Staring, staring, and then the voice from below, a little bit of warm golden light, light that you could hear, light that could talk. That voice had called me down below for two nights and was calling me again. No more murky staring, not anymore this night anyway. I left my post and snuck below deck, following the voice to the corner of the bunk room. There he is, behind the hammocks with the off-duty men ranged all around. A little golden lamp burnt calm and small, safe behind glass. His eyes were twinkles. His fingers were little matchsticks, skinny and red at the tip: if they pointed at you, you burst into flame-maybe you were embarassed, maybe ashamed, but you were warm. And always the voice, golden and lulling like the sun on the blue water of the afternoon. You could bake in that voice if you were not careful. Or you could melt like ice if you were just careful enough to listen and not speak, to be loved and not love back-he would melt you if you would freeze in your place at his gentle rebuke.

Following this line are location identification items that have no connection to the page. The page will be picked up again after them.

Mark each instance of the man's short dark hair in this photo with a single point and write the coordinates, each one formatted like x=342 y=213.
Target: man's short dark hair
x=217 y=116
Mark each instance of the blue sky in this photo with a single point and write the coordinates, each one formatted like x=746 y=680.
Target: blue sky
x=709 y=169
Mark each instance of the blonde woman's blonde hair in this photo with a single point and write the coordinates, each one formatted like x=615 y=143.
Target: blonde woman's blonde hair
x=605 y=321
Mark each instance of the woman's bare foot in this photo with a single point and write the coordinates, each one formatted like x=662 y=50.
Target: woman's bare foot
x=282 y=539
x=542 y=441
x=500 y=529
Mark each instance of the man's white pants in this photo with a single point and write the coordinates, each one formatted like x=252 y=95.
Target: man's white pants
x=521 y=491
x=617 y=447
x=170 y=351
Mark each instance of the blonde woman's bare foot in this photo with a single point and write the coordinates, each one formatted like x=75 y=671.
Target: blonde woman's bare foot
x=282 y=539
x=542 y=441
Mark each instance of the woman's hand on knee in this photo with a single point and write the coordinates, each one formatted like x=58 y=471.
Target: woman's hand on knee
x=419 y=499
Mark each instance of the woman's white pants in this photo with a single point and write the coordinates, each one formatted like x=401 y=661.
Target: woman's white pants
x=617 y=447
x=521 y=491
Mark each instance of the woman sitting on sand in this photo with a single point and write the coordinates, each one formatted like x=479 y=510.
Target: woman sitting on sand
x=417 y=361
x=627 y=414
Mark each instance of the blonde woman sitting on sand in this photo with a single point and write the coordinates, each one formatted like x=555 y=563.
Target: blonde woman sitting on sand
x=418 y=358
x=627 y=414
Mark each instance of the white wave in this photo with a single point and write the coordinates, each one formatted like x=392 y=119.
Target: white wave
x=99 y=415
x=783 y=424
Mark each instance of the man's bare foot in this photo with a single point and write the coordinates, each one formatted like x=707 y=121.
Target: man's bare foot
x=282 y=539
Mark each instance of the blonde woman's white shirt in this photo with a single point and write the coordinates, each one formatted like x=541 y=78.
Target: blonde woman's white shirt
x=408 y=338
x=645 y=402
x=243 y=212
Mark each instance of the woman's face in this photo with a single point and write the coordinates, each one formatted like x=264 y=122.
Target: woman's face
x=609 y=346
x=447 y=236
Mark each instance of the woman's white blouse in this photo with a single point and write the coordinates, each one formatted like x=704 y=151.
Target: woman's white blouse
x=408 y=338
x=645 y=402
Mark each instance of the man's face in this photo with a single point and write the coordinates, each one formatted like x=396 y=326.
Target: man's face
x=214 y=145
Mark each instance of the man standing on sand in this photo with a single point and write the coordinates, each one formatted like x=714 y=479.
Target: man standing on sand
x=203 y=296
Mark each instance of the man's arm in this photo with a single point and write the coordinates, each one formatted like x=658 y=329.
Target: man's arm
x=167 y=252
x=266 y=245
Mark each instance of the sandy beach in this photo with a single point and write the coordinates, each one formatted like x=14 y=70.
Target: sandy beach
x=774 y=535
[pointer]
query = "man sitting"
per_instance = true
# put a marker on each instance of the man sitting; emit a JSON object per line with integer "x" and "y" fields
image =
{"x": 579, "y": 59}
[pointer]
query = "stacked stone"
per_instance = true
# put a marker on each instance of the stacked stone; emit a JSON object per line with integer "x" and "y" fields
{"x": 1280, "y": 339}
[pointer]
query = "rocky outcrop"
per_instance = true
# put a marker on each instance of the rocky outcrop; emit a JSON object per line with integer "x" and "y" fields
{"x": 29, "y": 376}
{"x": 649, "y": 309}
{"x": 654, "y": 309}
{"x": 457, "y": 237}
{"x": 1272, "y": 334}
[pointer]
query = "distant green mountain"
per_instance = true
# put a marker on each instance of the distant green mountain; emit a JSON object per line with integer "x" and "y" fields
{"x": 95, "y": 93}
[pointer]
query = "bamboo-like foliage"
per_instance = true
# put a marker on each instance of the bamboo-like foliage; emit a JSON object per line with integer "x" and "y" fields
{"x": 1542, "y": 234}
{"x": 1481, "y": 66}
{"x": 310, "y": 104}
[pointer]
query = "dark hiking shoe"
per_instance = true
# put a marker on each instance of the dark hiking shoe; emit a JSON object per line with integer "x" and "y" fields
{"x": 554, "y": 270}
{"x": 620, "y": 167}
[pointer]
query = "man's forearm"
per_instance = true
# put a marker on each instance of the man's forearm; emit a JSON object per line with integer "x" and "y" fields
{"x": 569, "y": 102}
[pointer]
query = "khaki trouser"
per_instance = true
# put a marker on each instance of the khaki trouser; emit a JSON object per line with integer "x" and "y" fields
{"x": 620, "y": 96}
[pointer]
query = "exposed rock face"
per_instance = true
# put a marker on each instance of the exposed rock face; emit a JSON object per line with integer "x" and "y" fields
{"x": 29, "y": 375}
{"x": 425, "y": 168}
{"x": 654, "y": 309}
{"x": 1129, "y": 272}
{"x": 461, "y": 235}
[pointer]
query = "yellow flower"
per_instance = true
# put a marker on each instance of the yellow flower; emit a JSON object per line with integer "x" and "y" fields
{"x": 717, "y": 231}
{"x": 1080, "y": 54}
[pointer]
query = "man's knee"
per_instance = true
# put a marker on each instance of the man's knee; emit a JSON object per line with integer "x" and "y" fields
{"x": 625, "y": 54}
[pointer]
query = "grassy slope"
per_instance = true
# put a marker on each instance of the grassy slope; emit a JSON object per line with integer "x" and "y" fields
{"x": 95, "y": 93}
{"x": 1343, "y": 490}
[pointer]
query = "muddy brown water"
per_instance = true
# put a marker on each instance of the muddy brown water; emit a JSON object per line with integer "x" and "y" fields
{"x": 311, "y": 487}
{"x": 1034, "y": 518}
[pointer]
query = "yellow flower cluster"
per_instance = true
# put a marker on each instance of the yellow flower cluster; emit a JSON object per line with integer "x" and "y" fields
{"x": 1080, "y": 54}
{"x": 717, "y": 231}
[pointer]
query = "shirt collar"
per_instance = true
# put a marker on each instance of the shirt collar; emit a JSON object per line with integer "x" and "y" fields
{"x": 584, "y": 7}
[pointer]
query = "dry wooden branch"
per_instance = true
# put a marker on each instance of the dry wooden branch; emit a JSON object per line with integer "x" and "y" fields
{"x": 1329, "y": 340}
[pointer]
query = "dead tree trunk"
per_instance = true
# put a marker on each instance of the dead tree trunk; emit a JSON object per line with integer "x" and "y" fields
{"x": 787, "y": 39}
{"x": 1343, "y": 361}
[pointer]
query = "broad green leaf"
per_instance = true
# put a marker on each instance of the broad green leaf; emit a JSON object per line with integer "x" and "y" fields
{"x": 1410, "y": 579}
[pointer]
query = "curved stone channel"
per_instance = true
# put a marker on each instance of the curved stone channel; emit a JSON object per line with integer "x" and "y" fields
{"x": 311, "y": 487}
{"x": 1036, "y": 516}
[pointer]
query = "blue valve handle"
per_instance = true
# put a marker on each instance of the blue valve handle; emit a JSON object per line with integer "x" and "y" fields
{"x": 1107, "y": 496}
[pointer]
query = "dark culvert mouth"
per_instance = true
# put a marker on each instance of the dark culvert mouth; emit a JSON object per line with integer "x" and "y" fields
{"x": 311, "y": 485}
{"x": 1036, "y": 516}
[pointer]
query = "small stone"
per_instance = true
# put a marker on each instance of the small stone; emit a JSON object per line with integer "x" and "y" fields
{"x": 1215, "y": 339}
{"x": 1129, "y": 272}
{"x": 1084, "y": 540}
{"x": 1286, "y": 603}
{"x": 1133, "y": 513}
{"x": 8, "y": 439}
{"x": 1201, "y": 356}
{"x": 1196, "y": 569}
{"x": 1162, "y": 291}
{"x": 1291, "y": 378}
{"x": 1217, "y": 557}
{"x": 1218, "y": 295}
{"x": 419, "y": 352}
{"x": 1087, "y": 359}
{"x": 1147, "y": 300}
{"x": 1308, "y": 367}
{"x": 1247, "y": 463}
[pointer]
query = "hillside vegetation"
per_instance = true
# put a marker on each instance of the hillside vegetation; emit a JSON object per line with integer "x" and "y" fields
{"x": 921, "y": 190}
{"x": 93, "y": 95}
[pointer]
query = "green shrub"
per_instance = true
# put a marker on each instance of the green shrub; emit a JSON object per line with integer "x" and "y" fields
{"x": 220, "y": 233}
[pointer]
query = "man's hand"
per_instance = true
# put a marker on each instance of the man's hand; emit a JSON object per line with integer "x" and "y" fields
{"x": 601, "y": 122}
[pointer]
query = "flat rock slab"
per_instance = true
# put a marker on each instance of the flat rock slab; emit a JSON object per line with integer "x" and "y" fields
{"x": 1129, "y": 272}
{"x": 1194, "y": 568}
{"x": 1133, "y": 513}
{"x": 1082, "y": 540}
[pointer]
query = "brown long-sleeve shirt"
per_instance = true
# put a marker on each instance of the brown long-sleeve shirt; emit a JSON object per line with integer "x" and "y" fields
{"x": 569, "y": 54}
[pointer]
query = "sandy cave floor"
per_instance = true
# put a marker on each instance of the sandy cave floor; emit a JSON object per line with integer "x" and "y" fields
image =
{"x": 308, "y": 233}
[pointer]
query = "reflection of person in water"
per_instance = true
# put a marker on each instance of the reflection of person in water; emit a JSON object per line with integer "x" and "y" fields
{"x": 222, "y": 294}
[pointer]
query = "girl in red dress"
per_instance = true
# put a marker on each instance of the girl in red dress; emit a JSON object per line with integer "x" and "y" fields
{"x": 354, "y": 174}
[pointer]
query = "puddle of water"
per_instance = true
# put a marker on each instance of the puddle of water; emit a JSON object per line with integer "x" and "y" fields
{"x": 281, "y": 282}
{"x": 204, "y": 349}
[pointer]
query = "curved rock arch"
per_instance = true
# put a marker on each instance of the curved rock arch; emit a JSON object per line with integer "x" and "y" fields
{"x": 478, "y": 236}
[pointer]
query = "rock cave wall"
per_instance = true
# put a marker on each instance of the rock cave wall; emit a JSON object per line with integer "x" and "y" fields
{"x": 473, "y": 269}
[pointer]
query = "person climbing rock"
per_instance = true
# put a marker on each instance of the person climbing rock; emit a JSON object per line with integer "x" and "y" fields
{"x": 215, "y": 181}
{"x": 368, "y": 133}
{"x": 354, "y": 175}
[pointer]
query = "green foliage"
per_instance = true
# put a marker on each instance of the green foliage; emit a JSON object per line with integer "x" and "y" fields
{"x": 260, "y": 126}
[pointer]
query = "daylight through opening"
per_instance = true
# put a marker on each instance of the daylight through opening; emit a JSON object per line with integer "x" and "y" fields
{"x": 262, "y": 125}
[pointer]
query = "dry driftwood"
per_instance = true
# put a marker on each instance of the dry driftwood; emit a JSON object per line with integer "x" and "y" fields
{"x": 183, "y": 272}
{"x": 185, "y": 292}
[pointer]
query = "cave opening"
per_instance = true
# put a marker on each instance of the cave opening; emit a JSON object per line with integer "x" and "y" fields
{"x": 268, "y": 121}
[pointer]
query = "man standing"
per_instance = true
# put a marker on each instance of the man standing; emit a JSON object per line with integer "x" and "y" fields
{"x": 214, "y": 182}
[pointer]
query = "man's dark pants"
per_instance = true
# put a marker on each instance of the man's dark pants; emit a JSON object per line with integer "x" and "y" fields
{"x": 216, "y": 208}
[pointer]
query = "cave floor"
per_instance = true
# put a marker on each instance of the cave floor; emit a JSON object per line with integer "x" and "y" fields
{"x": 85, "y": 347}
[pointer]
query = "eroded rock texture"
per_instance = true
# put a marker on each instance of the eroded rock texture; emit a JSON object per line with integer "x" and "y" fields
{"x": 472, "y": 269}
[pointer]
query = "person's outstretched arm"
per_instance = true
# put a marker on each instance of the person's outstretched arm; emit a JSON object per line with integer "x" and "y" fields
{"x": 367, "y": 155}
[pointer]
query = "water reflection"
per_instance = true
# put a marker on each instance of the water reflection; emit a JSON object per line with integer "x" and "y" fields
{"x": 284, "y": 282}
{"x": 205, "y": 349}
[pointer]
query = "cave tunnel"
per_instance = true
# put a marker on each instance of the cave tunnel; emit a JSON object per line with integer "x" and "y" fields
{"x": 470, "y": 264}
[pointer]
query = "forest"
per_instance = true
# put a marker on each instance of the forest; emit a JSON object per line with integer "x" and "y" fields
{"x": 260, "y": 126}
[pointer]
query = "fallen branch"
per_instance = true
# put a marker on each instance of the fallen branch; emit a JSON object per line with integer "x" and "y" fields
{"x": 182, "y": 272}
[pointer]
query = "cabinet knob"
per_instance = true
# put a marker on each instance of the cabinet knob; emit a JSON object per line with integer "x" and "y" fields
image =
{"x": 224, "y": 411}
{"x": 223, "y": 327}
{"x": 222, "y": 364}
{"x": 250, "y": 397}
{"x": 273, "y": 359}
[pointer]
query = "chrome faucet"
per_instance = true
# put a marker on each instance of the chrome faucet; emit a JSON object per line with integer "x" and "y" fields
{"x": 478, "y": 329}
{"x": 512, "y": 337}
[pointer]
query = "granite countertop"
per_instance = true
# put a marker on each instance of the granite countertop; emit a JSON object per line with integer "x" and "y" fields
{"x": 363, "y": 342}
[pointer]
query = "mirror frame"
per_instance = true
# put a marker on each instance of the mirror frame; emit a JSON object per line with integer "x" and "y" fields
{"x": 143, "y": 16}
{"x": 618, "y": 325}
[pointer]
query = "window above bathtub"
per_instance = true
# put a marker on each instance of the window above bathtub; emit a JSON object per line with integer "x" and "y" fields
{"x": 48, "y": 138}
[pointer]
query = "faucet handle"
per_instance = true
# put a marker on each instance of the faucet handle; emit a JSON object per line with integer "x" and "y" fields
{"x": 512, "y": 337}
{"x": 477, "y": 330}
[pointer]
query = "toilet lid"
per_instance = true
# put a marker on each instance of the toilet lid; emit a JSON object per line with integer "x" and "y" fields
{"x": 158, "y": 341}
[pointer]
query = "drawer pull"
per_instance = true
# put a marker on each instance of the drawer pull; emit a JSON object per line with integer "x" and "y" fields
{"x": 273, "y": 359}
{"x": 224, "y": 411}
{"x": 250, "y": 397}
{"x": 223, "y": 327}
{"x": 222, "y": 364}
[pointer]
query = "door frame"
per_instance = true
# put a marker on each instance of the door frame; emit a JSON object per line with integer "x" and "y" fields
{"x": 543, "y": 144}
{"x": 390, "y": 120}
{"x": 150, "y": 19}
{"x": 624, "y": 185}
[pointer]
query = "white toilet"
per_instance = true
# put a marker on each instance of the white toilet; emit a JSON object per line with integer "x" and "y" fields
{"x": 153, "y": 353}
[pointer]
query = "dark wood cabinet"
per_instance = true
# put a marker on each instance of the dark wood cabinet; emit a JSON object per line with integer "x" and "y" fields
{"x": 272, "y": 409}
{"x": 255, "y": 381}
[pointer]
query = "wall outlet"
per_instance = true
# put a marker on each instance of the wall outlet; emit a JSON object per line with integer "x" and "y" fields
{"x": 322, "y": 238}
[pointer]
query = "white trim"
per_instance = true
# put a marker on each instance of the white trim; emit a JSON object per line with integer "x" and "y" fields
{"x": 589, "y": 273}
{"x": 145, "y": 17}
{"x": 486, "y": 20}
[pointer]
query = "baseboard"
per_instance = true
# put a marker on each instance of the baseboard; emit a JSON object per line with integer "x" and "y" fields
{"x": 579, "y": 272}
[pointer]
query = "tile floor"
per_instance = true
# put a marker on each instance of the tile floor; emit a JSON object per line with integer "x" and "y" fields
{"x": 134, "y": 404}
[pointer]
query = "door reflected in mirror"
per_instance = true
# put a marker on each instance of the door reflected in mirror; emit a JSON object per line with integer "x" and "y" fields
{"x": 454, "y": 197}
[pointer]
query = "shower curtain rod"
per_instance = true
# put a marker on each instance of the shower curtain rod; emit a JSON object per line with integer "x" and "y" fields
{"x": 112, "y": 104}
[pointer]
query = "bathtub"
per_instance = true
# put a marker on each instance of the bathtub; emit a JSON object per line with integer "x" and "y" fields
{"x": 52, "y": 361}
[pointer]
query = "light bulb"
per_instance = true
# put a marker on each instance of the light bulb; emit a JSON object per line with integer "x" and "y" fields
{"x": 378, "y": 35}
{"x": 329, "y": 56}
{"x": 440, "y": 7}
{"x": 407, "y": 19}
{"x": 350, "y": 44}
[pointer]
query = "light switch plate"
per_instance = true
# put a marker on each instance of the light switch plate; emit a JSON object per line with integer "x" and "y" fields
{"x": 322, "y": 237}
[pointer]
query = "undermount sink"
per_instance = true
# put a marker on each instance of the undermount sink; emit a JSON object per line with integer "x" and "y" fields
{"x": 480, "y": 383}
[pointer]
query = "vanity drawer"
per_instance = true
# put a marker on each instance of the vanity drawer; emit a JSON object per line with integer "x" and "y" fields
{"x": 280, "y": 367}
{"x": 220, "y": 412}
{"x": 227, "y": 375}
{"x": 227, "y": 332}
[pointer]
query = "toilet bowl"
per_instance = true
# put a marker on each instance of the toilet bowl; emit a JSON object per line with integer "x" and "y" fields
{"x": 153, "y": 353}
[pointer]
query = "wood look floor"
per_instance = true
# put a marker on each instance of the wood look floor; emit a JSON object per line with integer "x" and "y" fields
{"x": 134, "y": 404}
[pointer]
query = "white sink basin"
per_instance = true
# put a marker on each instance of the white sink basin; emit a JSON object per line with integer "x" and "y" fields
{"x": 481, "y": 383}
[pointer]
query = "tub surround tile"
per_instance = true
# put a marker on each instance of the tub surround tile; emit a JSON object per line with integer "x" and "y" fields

So, leaning back on the hammock, I froze, looking at the dark shadow cast on the ceiling by my bulky body. I answered his questions in my heart, or let the other men speak for me. It was not my wish to be seen, but he saw into me anyway.
“Gentlemen, what do you love above all, and what will each of you need to be happy?”
“I want money. Enough money, just enough.”
“Good. And you?”
“One day I will be captain of my own ship.”
“Maybe you will. What about you, sir?”
“She is beautiful, and she is all I think about. Here is her picture.”
“She is a beauty to be sure. May you love her well. And now that you have all spoken in your own honest way about your various loves, are we not brought to one conclusion: that whatever a man approves of, whatever he himself and nobody else considers the highest, the most worthy object of his attentions-that is what he loves?”
“How could it be otherwise?”, one man said.
“It is always otherwise with us. Listen and answer: Is not he who fashioned us, made all of these beautiful things we want and gave us our desire for these things, he who nurtures us, sustains us, loves us because he is love-is not he, our Jesus Christ, the most worthy object of love for any man?”
“Yes!”
“And would you say, then, that you love Jesus Christ?”
“Yes!”
“ ‘Yes!’, you say. May it be as true as it is heartfelt! I myself have been trying to love God for forty years and I still do not love him completely. You are looking at me now. Good! If we love someone we always remember them and what they want-we try to please them day and night and are always picking a flower and sighing or seeing them around every corner. Is this the way you all love God? Do you turn to him with such ease and hope? Do you pray to him and fulfill his commandments with love’s zeal?”
Not one man among us said he did. Perhaps for fear of being refuted, perhaps because he saw what he was for a moment. I was frozen in my hammock. I would not have moved if you had a gun to me. The air in the room was shot through with dangerous thought and teetering wills. What would each of us be in this moment that none of us really wants? Where would we choose to walk when the steamer hit land and we went back to our wandering lives? There is no thought in a moment like this-it is too dangerous-like every thought is a step on a path and every path leads either up or down.
“Then let us look to our own good in this moment! At least promise yourselves that from this very moment we will try to love God more than anything and to fulfill His Holy Will!”